Christian Sturdivant was charged with attempting to provide material support to a foreign terrorist organization after investigators say he shared plans for the attack with an undercover FBI employee posing as a supportive confidant.
Sturdivant was arrested Wednesday and remained in custody after a federal court appearance Friday. An attorney representing him Friday did not immediately respond to an email seeking comment. Another hearing was scheduled for Jan. 7.
The alleged attack would have taken place one year after 14 people were killed in New Orleans by a US citizen and Army veteran who had proclaimed his support for Daesh on social media.

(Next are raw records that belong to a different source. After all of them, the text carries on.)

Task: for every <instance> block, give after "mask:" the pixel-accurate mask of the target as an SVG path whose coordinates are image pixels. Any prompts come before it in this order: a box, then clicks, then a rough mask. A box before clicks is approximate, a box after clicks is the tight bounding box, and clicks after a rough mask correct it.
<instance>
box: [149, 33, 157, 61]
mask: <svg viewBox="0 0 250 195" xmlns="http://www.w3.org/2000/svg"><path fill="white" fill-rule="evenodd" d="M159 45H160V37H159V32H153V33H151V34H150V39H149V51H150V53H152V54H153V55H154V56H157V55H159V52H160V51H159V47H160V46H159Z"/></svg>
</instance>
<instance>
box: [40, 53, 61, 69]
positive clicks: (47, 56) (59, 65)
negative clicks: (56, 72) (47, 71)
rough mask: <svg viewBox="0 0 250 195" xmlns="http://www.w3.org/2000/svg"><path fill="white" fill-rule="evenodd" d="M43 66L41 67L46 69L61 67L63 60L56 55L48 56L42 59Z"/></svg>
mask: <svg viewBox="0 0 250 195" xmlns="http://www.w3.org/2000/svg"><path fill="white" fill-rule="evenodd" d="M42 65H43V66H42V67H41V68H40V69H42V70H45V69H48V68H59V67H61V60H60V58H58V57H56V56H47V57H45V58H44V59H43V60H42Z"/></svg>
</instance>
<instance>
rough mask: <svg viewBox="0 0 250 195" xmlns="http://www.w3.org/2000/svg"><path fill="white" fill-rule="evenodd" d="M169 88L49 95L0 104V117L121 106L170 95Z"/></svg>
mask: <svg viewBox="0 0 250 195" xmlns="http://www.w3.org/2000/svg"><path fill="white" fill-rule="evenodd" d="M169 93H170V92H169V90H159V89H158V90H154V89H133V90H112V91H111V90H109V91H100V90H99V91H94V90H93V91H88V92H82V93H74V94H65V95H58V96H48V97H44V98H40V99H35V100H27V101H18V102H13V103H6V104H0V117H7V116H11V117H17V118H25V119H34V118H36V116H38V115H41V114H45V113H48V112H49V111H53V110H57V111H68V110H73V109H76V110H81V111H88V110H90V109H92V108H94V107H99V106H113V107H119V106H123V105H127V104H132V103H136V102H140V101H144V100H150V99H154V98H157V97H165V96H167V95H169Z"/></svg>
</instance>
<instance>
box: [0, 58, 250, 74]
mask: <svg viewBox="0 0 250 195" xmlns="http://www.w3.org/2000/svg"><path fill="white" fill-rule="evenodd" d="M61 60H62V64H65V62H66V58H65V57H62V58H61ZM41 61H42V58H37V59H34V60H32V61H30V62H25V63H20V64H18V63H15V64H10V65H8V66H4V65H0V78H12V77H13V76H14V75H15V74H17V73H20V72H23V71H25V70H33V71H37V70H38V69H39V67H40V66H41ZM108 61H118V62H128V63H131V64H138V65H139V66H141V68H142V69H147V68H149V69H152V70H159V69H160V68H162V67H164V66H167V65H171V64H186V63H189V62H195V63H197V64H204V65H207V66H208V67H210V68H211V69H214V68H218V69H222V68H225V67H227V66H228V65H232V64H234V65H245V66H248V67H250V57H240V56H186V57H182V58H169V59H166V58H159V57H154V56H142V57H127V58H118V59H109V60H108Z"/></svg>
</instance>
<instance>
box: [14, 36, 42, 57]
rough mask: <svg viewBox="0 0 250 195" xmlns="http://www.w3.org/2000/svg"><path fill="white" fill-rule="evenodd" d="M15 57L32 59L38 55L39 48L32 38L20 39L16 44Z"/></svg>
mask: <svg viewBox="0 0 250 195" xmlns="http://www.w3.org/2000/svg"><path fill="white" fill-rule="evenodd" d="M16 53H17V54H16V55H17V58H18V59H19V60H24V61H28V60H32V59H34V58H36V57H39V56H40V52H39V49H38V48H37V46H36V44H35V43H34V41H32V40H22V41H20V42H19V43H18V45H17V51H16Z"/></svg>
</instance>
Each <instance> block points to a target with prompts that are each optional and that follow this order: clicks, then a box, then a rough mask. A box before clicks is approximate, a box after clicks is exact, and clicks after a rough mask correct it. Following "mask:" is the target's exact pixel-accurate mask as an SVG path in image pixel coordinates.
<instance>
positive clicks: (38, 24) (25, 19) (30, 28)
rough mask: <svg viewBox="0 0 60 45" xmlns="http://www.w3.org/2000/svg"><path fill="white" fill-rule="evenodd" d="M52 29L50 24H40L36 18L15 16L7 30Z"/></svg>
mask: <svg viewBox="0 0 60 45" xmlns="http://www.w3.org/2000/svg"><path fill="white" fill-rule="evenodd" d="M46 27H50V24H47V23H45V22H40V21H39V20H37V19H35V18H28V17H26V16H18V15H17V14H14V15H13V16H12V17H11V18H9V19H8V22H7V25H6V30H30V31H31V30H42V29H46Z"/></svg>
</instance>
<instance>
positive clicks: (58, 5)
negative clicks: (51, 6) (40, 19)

The FBI has foiled several alleged attacks through sting operations in which agents posed as terror supporters, supplying advice and equipment. Critics say the strategy can amount to entrapment of mentally vulnerable people who wouldn’t have the wherewithal to act alone.
Searches of Sturdivant’s home and phone uncovered what investigators described as a manifesto detailing plans for an attack with knives and a hammer, FBI Special Agent in Charge James Barnacle said at a news conference Friday.
“He was willing to sacrifice himself,” Barnacle said.
US Attorney for western North Carolina Russ Ferguson said the planned attack in Mint Hill, a bedroom community near Charlotte, targeted “places that we go every day and don’t think that we may be harmed.”
Worried he might attempt violence before New Year’s Eve, the FBI placed Sturdivant under constant surveillance for days, including on Christmas, Ferguson said. Agents were prepared to arrest him earlier if he left his home with weapons, he said. “At no point was the public in harm’s way.”
The fact that Sturdivant encountered two undercover officers while allegedly planning the attack should reassure the public, Ferguson said. He declined to identify the grocery store and restaurant cited in the complaint, citing the ongoing investigation.
If convicted, Sturdivant faces up to 20 years in prison, according to court documents.
An FBI affidavit says the investigation began last month after authorities linked Sturdivant to a social media account that posted content supportive of Daesh, including imagery that appeared to promote violence. The account’s display name referenced Abu Bakr Al-Baghdadi, the former leader of the extremist group.
Some experts argue that Daesh is powerful today partly as a brand, inspiring both militant groups and individuals in attacks that the group itself may have no real role in.
The affidavit says Sturdivant had been on the FBI’s radar in January 2022, when he was a minor, after officials learned that he had been in contact with a person in Europe the FBI says was an Daesh member, and had received instructions to dress in black, knock on people’s doors and commit attacks with a hammer.
At that time, Sturdivant did actually set out for a neighbor’s house armed with a hammer and a knife but was restrained by his grandfather, the affidavit says.
The FBI in Los Angeles last month announced the disruption of a separate New Year’s Eve plot, arresting members of an extremist anti-capitalist and anti-government group who federal officials said planned to bomb multiple sites in southern California.
Other Daesh-inspired attacks over the past decade include a 2015 shooting rampage by a husband-and-wife team who killed 14 people in San Bernardino, California, and a 2016 massacre at a gay nightclub in Orlando, Florida, by a gunman who fatally shot 49 people.